Jael was one of the speakers during an event held in Kisumu last month to mark the 30th anniversary of Jaramogi’s death.
“It was very, very special and wonderful that I had the chance to interact with him at a very close level. When he was vice president, I used to do his paperwork. I was with him when he was constructing the constitution of the Organisation of African Unity. He wrote it and I typed it, bound it before he took it to Addis Ababa,” she says.
She notes that she was not his official secretary but because of her secretarial and stenography training, she often worked with him. She says he trusted her with confidential documents.
“He could only trust two women: Me and Akumu Dennis’ wife (Grace). He realised that he could bank on us. If it was something confidential, he wanted it to be done outside the vice president’s office, I was always there,” says Jael.
Having worked with some of the major political parties in Kenya, Jael says most parties in Kenya are just special-purpose cars.
“The majority are what we call briefcase political parties because they are owned by one person and they will only become active two, three months before the election,” she says.
“In Kenya, maybe ODM is trying. ODM has an ideology. It’s a social democratic party. The rest, they don’t even know what ideology means. That is why it is so easy for somebody to walk in and out of the party at will.”

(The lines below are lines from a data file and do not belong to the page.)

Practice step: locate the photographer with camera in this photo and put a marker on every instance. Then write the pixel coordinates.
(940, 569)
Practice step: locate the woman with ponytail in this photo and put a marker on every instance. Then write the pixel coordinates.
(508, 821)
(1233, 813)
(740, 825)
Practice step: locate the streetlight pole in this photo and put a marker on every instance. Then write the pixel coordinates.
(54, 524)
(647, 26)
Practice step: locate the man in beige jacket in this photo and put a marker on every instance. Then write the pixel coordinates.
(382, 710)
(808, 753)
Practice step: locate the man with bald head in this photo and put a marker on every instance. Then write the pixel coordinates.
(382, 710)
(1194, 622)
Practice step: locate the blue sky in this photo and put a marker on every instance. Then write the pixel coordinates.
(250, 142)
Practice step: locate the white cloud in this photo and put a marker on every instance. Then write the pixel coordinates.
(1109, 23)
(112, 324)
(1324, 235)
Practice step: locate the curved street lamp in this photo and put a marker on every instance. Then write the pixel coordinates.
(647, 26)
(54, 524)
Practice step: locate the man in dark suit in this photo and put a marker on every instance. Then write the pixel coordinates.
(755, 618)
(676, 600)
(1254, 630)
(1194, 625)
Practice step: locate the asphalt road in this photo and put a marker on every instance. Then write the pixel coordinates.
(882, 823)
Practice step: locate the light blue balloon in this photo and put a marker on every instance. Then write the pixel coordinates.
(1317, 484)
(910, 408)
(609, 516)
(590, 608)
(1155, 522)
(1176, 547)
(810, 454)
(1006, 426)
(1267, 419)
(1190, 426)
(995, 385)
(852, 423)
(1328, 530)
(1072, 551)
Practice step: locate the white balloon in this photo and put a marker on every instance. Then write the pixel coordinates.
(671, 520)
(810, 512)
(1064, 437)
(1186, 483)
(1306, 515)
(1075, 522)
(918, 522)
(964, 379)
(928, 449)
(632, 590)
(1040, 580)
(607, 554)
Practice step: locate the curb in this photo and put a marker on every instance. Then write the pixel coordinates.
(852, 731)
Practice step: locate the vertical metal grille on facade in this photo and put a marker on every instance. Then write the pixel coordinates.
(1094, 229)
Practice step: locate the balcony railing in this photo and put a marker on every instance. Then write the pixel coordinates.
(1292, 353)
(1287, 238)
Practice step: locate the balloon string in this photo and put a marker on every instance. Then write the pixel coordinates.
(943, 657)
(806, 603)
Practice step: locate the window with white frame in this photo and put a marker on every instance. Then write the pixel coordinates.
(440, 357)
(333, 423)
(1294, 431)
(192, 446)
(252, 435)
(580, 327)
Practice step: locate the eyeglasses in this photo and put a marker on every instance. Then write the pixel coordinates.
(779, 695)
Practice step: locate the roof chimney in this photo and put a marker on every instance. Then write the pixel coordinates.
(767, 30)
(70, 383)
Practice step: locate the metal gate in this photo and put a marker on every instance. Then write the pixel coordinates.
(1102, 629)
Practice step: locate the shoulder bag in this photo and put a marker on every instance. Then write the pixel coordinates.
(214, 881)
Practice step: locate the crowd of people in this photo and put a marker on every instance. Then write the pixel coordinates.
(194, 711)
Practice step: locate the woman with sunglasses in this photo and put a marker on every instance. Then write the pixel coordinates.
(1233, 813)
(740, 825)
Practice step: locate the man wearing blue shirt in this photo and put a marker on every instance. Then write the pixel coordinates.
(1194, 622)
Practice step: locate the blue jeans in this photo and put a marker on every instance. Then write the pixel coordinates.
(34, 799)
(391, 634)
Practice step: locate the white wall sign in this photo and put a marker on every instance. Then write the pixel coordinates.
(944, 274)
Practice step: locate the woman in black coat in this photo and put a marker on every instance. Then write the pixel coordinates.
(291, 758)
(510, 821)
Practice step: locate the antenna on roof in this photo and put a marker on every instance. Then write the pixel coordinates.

One of her “badges of honour” from her participation in politics is that the government has kept a Sh5,000 deposit she made before challenging the outcome of the Bahati constituency election in 1974.
“The government owes me money. I have a letter saying that I should be refunded the money, but I never saw it. I tried to follow it and I said, ‘Ah, to hell, let it stay there.’ But they would have to return it with interest,” she says as her laughter fills the room.
Living a quiet life with a house help at her beck and call, Jael is sure to inform us of the magic of the Hass avocado growing in her compound. She dries the pulp from the ripe fruits to extract oil and shreds then dries the seeds to make a spice.
Living healthy, staying sharp, and closely monitoring the country’s political scene. Having dabbled in the life of a secretary, a women leader, a politician, a wife, a mother, a timber trader, and a columnist in the Daily Nation among others, she still stays in politics even after pulling the plug on most other activities. A life member of politics, if you may.
“There is no quitting in politics,” she says. “Once you are in, you are in, like a teacher. Like a priest. You cannot retire.”